From the Discussion:
Effects of Insurance Status
As expected, the predictors with the largest adjusted risks for death during hospitalization of neonatal patients estimated using the KID 2006 database were clinical conditions commonly encountered in neonatal intensive care units, that is, PT/LBW/IUGR, IVH, hypoxia, NEC, and congenital malformation. In this analysis, uninsured status was the next largest adjusted risk for death, for which the AOR, 2.6, was greater than those for sepsis, obstetrical conditions and complications, RDS, multiple birth, and male gender. Lack of insurance was also a significant predictor of death in analyses of both the 2003 and 2009 KID databases. The estimate of the effect of insurance was not changed in models for the outcome of death that excluded the hospital variable, indicating that the disparity is a within-hospital disparity.

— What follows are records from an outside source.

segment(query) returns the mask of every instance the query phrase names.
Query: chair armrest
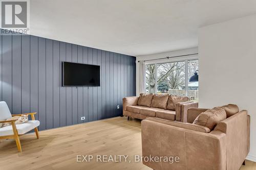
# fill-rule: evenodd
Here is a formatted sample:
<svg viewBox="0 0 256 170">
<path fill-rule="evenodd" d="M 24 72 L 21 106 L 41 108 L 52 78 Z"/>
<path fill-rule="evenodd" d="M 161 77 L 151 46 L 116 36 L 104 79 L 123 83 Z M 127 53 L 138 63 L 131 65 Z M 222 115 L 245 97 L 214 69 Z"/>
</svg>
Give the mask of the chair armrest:
<svg viewBox="0 0 256 170">
<path fill-rule="evenodd" d="M 34 115 L 36 114 L 37 113 L 36 112 L 33 112 L 33 113 L 22 113 L 22 114 L 12 114 L 12 117 L 15 116 L 21 116 L 22 114 L 23 115 Z"/>
<path fill-rule="evenodd" d="M 180 161 L 143 161 L 155 169 L 225 169 L 226 134 L 209 133 L 154 122 L 141 122 L 142 156 L 178 156 Z"/>
<path fill-rule="evenodd" d="M 35 116 L 34 116 L 34 115 L 36 114 L 36 113 L 37 113 L 36 112 L 33 112 L 33 113 L 27 113 L 12 114 L 12 116 L 13 117 L 15 116 L 20 116 L 22 115 L 22 114 L 23 114 L 23 115 L 28 115 L 28 115 L 30 115 L 31 116 L 31 119 L 32 119 L 32 120 L 35 120 Z"/>
<path fill-rule="evenodd" d="M 175 119 L 184 123 L 187 123 L 187 110 L 191 107 L 198 107 L 198 103 L 193 102 L 179 102 L 176 103 Z"/>
<path fill-rule="evenodd" d="M 123 110 L 126 110 L 127 106 L 136 106 L 138 103 L 139 97 L 126 97 L 123 99 Z"/>
<path fill-rule="evenodd" d="M 197 108 L 190 108 L 187 109 L 187 122 L 193 124 L 196 118 L 201 113 L 204 112 L 208 109 L 201 109 Z"/>
<path fill-rule="evenodd" d="M 0 123 L 8 123 L 8 122 L 15 122 L 16 120 L 17 120 L 18 119 L 12 119 L 12 120 L 0 120 Z"/>
</svg>

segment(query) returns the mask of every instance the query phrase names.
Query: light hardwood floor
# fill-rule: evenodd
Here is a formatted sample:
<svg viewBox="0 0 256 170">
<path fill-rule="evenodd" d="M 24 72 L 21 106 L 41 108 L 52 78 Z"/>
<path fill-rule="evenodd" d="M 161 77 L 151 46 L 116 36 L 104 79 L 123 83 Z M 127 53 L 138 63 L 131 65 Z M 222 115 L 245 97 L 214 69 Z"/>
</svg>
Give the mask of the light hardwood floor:
<svg viewBox="0 0 256 170">
<path fill-rule="evenodd" d="M 39 132 L 21 137 L 23 152 L 15 141 L 0 142 L 1 169 L 152 169 L 135 163 L 141 155 L 140 121 L 117 117 Z M 77 155 L 129 155 L 131 163 L 77 162 Z M 246 161 L 241 170 L 256 170 L 256 163 Z"/>
</svg>

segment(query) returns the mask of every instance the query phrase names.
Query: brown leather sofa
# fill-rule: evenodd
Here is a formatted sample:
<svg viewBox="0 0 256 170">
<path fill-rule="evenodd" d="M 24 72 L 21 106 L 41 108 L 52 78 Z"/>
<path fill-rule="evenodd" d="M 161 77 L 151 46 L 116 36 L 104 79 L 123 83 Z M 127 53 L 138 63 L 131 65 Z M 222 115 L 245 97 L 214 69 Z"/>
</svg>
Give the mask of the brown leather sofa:
<svg viewBox="0 0 256 170">
<path fill-rule="evenodd" d="M 198 103 L 189 101 L 187 96 L 169 94 L 141 93 L 140 96 L 123 99 L 123 115 L 144 119 L 156 117 L 169 120 L 187 122 L 187 110 L 198 107 Z"/>
<path fill-rule="evenodd" d="M 156 170 L 238 170 L 249 150 L 250 116 L 233 105 L 189 108 L 187 123 L 148 117 L 141 131 L 143 157 L 179 158 L 173 163 L 143 160 Z"/>
</svg>

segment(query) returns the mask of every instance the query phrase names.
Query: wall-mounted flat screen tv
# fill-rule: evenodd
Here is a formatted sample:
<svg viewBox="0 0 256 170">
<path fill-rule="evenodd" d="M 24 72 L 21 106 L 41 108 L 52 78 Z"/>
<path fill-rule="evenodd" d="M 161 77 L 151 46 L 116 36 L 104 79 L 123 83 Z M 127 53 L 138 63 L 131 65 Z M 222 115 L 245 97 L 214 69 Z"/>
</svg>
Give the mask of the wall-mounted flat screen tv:
<svg viewBox="0 0 256 170">
<path fill-rule="evenodd" d="M 100 66 L 68 62 L 63 62 L 63 86 L 99 86 Z"/>
</svg>

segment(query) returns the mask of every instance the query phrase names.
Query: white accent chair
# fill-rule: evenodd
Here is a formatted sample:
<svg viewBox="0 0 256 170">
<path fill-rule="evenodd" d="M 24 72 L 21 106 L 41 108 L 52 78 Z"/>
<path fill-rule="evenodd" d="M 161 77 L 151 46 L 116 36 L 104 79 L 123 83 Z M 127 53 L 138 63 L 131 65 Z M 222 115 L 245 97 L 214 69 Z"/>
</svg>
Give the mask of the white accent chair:
<svg viewBox="0 0 256 170">
<path fill-rule="evenodd" d="M 31 116 L 32 120 L 19 125 L 15 125 L 15 122 L 17 119 L 5 120 L 8 118 L 14 116 L 20 116 L 22 114 L 11 114 L 9 110 L 8 106 L 5 102 L 0 102 L 0 124 L 10 122 L 12 126 L 6 126 L 0 128 L 0 139 L 14 139 L 16 141 L 18 152 L 22 152 L 22 145 L 19 140 L 19 136 L 28 132 L 34 129 L 36 137 L 39 139 L 38 130 L 37 127 L 40 125 L 38 120 L 35 120 L 34 114 L 36 113 L 23 113 L 23 115 L 28 114 Z"/>
</svg>

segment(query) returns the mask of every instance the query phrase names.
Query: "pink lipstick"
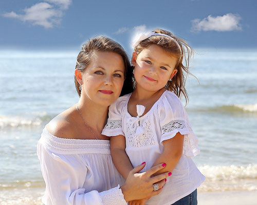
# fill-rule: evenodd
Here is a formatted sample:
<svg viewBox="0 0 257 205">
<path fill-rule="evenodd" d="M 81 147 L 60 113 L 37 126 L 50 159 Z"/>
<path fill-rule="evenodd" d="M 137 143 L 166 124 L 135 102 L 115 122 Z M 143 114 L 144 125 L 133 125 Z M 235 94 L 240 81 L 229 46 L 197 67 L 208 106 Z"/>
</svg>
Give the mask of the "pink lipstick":
<svg viewBox="0 0 257 205">
<path fill-rule="evenodd" d="M 157 81 L 156 80 L 155 80 L 153 78 L 152 78 L 151 77 L 146 77 L 146 76 L 144 75 L 144 77 L 146 78 L 148 80 L 150 80 L 150 81 Z"/>
<path fill-rule="evenodd" d="M 113 92 L 111 90 L 99 90 L 99 91 L 101 92 L 102 93 L 107 94 L 108 95 L 111 95 L 111 94 L 113 93 Z"/>
</svg>

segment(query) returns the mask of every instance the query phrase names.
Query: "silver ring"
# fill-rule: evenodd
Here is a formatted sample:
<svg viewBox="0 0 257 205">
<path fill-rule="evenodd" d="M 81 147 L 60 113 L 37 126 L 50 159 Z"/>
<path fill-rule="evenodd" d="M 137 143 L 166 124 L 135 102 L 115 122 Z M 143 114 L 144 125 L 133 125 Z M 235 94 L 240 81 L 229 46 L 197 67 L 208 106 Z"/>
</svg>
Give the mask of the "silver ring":
<svg viewBox="0 0 257 205">
<path fill-rule="evenodd" d="M 158 191 L 159 189 L 159 186 L 157 183 L 154 184 L 154 191 Z"/>
</svg>

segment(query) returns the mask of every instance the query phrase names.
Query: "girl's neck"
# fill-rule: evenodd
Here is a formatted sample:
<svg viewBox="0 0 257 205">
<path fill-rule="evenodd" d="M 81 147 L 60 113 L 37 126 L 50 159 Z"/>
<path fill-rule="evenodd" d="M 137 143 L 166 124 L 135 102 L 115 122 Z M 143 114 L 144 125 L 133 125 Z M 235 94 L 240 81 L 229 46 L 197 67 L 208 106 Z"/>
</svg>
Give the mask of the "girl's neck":
<svg viewBox="0 0 257 205">
<path fill-rule="evenodd" d="M 161 95 L 166 90 L 166 89 L 163 87 L 157 91 L 148 91 L 142 89 L 140 86 L 137 86 L 136 89 L 133 91 L 133 98 L 138 100 L 147 100 L 148 99 L 152 98 L 154 96 Z"/>
<path fill-rule="evenodd" d="M 106 123 L 108 107 L 97 104 L 82 96 L 77 105 L 87 126 L 101 132 Z"/>
</svg>

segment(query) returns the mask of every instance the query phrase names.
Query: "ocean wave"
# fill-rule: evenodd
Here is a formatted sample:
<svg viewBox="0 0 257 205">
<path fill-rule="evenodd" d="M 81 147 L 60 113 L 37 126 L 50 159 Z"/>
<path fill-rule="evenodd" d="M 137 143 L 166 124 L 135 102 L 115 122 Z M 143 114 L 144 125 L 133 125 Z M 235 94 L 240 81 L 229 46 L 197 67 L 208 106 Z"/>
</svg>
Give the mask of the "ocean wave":
<svg viewBox="0 0 257 205">
<path fill-rule="evenodd" d="M 0 116 L 0 128 L 39 126 L 52 117 L 52 116 L 46 114 L 29 116 Z"/>
<path fill-rule="evenodd" d="M 257 165 L 247 166 L 205 165 L 198 169 L 207 179 L 211 181 L 257 179 Z"/>
<path fill-rule="evenodd" d="M 257 104 L 233 104 L 222 106 L 216 106 L 210 108 L 202 108 L 189 109 L 191 111 L 199 112 L 222 112 L 227 113 L 257 113 Z"/>
</svg>

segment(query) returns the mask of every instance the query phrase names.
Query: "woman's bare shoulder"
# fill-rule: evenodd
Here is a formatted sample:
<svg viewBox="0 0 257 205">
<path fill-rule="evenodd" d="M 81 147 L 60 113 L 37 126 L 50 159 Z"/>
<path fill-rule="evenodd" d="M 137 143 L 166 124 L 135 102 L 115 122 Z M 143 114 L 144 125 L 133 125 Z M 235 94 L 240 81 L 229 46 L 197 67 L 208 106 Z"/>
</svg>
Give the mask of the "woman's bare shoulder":
<svg viewBox="0 0 257 205">
<path fill-rule="evenodd" d="M 65 138 L 73 138 L 77 135 L 76 123 L 72 107 L 54 117 L 46 125 L 48 131 L 53 135 Z"/>
</svg>

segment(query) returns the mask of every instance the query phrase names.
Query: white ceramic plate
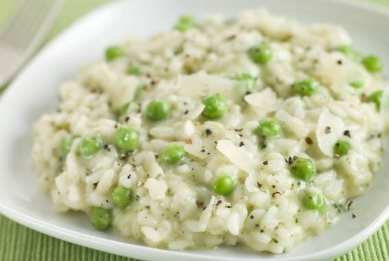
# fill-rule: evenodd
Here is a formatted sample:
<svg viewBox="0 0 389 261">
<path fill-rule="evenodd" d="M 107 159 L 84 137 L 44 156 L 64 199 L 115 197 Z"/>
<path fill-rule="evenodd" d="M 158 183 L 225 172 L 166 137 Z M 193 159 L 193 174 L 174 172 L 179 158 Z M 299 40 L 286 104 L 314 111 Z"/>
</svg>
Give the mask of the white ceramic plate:
<svg viewBox="0 0 389 261">
<path fill-rule="evenodd" d="M 389 179 L 375 177 L 370 191 L 355 201 L 354 213 L 290 253 L 270 255 L 244 248 L 174 252 L 130 244 L 124 238 L 94 229 L 85 215 L 58 214 L 38 188 L 30 160 L 32 124 L 57 104 L 58 84 L 86 63 L 102 58 L 105 47 L 128 36 L 145 37 L 168 30 L 183 13 L 201 17 L 212 12 L 232 16 L 263 5 L 275 14 L 305 23 L 343 25 L 358 49 L 379 55 L 389 69 L 389 13 L 356 4 L 328 0 L 134 0 L 115 1 L 86 16 L 48 45 L 20 73 L 0 101 L 0 212 L 50 236 L 89 247 L 150 260 L 320 260 L 345 253 L 365 240 L 389 217 Z M 389 155 L 382 170 L 388 170 Z"/>
</svg>

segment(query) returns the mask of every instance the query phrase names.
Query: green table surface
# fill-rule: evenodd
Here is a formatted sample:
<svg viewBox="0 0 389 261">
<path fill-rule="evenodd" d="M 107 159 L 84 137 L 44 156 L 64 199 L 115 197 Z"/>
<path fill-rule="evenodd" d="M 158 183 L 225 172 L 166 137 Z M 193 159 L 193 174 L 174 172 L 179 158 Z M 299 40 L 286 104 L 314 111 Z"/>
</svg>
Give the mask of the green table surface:
<svg viewBox="0 0 389 261">
<path fill-rule="evenodd" d="M 370 0 L 389 7 L 389 0 Z M 78 17 L 109 0 L 67 0 L 47 41 Z M 17 0 L 0 1 L 0 26 L 12 15 Z M 384 7 L 383 7 L 384 8 Z M 60 240 L 16 223 L 0 215 L 0 261 L 136 261 Z M 389 261 L 389 222 L 360 246 L 336 261 Z"/>
</svg>

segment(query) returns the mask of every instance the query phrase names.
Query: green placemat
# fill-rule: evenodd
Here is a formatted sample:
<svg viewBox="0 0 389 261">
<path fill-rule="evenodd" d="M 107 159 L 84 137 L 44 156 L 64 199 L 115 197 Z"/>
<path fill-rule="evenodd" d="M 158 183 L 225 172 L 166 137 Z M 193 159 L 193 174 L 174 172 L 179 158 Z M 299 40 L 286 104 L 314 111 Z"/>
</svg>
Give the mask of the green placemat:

Socioeconomic Position, Relative Isolation, and Race
Socioeconomic position, place of residence, race, and health insurance status are interrelated factors, each of which may independently predict the hospital death of a newborn, adjusted for clinical predictors and each other. However, it is difficult to separate the effect of lack of health insurance in the United States from socioeconomic conditions that may predispose to that condition. A significant unadjusted association exists in this analysis between uninsured status and the distribution of median household income indicated by ZIP code toward lower quartiles; a separate association exists between uninsured status and rural residence. Measures of poverty, income inequality, and social deprivation, not including health insurance status, have been associated with adverse neonatal or infant survival risks (Singh and Kogan 2007; Olson et al. 2010).
http://onlinelibrary.wiley.com/doi/10.1111/1475-6773.12042/full
Comment:
By Don McCanne, M.D.
Although socioeconomic factors play an important role in neonatal mortality, it is clear that lack of health insurance is an important contributor to these tragic deaths. We have much to do as a society to correct these injustices, but perhaps the easiest first step would be to ensure that everyone is automatically insured, including neonates. The Affordable Care Act will not do that, whereas enacting a single payer national health program would.